»Constructing Nature« - Beethoven’s 6th Symphony

Autumn 2025

Ellen Ugelvik, Piano

Riccardo Minasi, Conductor

Ensemble Resonanz

Idea & dramaturgy: Clemens K. Thomas & Ensemble Resonanz

Today, we encounter untouched nature only in Netflix documentaries. The links between the climate crisis and biodiversity loss are complex. Is it at all possible to program Beethoven's Pastorale and seriously make a connection with today's destruction of nature?

No. When Kristine Tjøgersen's piano concerto meets Beethoven’s Pastorale, there are 211 years and 1,270 km as the crow flies between those two images of nature. But both works idealize nature. They depict a constructed nature, in all its beauty and grandeur. The reality of man-made crisis, habitat loss, destruction: It is missing. It is precisely the absence of the crisis that makes us feel it. Perhaps even more clearly, more emotionally. The beautiful, ideal world - it is, after all, a constructed idyll for which we long painfully.

Program

Kristine Tjøgersen, Piano Concerto (2019)

Ludwig van Beethoven, Symphony Nr. 6 F-Major op 68 »Pastorale«

»Constructing Nature« - Beethoven’s 6th Symphony

 
Piano Concerto - Kristine Tjøgersen
00:00/30:51

Scene at the ›Schreiberbach‹

According to a description by Beethoven's secretary, the »Scene at the Creek« from the Sixth Symphony is supposed to have been composed along the ›Schreiberbach‹, a short stream that rises in the Vienna forest and flows into the Danube after four kilometers in Vienna-Nussdorf.

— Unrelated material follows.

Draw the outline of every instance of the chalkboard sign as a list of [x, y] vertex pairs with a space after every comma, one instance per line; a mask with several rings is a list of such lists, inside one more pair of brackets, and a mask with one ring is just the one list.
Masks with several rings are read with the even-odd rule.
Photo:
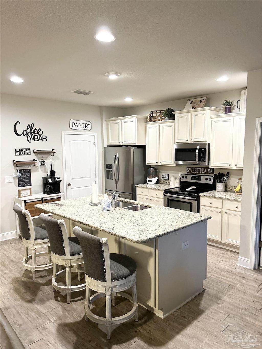
[[30, 169], [26, 170], [19, 170], [21, 177], [17, 178], [18, 187], [29, 187], [32, 185], [31, 182], [31, 170]]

However, it can be assumed that Beethoven composed the symphony at his desk. And because of threatening floods, the little stream became a canal at the end of the 19th century. The ›Schreiberbach‹ can be understood as a metaphor: For the romantically transfiguring Beethoven reception, for the natural idyll conceived at the desk, for the danger tamed by man. How pretty Beethoven's music sounds! It only tells less about the creek, but much more about us and how much the »untouched« nature touches us.

Spruce forest in Tjodalyng

Summer 2019 on the south coast of Norway: Norwegian composer Kristine Tjøgersen makes audio recordings in a spruce forest in Tjodalyng, at different times of the day and night. She is looking for sounds, ambient sounds that we often overlook. She slows down the recordings of insects, birds, leaves, water, and creaking trees several times and transcribes them. Eventually, these transcriptions become the material for her piano concerto, in which the pianist builds a miniature forest in the grand piano and films it with a live camera. The pianist as demiurge, as creator. And how pretty these little trees look in the piano! As with Beethoven, this is an idealized nature. Only, through the artifice of miniaturization, Tjøgersen's forest in the piano is visibly man-made and as such: harmless. It does not hide its artificial nature. In the contrary, it reveals: I do not exist. I am a product of your imagination!